I've ordered empanadas from Mexican restaurants in the States, and they were small, individual-sized flaky pastries, filled with sweetened fruit. But the empanada we were asked to make is the Spanish version, and in Spain an empanada is made family-sized. The dough is more of a bread dough; in fact it reminded me of pizza dough. Often times the top of the empanada is decorated with shapes and cut-outs of dough. The filling is usually a meat or fish filling, although it's not unheard of to fill a Spanish empanada with fruit.
I chose to make a ground beef filled empanada. I made a filling similar to what would go into a shepherds (or cottage) pie. It started with a combination of finely diced veggies - carrots, onions and celery - a medley known as mirepoix in French cuisine.

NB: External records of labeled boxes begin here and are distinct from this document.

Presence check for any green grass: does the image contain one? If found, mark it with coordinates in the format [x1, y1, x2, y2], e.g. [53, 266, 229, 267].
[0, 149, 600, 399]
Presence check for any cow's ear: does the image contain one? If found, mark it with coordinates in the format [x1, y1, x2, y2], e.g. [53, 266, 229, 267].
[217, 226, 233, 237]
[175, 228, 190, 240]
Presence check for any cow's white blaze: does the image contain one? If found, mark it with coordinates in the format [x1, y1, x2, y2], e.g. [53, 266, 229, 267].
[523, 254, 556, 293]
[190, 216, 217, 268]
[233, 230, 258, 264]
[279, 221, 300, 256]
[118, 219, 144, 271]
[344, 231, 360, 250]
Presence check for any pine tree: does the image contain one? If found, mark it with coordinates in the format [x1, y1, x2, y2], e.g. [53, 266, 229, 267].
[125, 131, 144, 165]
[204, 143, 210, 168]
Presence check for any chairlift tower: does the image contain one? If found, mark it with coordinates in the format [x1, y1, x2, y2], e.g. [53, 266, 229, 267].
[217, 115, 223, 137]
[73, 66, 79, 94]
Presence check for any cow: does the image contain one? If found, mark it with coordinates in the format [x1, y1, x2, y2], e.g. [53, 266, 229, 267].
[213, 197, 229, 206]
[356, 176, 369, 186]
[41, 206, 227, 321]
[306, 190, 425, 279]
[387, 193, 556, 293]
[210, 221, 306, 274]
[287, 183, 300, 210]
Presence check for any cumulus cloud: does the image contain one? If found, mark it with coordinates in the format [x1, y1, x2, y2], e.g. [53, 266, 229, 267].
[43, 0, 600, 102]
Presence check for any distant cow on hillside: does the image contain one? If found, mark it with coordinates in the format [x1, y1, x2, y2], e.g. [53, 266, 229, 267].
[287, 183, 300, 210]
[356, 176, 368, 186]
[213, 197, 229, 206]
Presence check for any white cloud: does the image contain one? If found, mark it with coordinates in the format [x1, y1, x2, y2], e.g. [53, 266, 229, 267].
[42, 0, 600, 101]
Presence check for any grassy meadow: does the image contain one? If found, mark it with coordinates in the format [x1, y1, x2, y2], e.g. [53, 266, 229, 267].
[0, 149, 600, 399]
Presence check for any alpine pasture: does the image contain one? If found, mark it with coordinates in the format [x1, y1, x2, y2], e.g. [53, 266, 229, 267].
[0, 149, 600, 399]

I sauteed the vegetables until the onions were starting to caramelize, then added ground beef, which I cooked until it lost its pink color. I added a tablespoon of flour and cooked a little longer, then poured in a cup of beef stock and added seasonings, including a little nutmeg and a little rosemary, salt and pepper. After the liquid began to thicken (from the addition of the flour), I set the mixture aside and make the dough (recipe found HERE).
Once the dough had risen I rolled it out, put it into a 10" pie plate and filled it with the cooled meat filling. The dough was soft and easy to handle. Though in this picture it looks like pie dough, remember it is actually a yeasty bread dough.
I decorated the top with heart cut-outs and silts to let the steam escape, then brushed the top with a wash composed of one egg and a tablespoon of water.
Then into a 350 degree oven for 45 minutes.
The dough turned out tender and tasty, and the meat filling complemented it well. I was surprised how nice and crisp the bottom crust stayed, and how well each wedge held its shape when it was cut from the empanada and placed on a plate. Dan and I both agreed that this taste of Spain, hot from the oven, was a winner.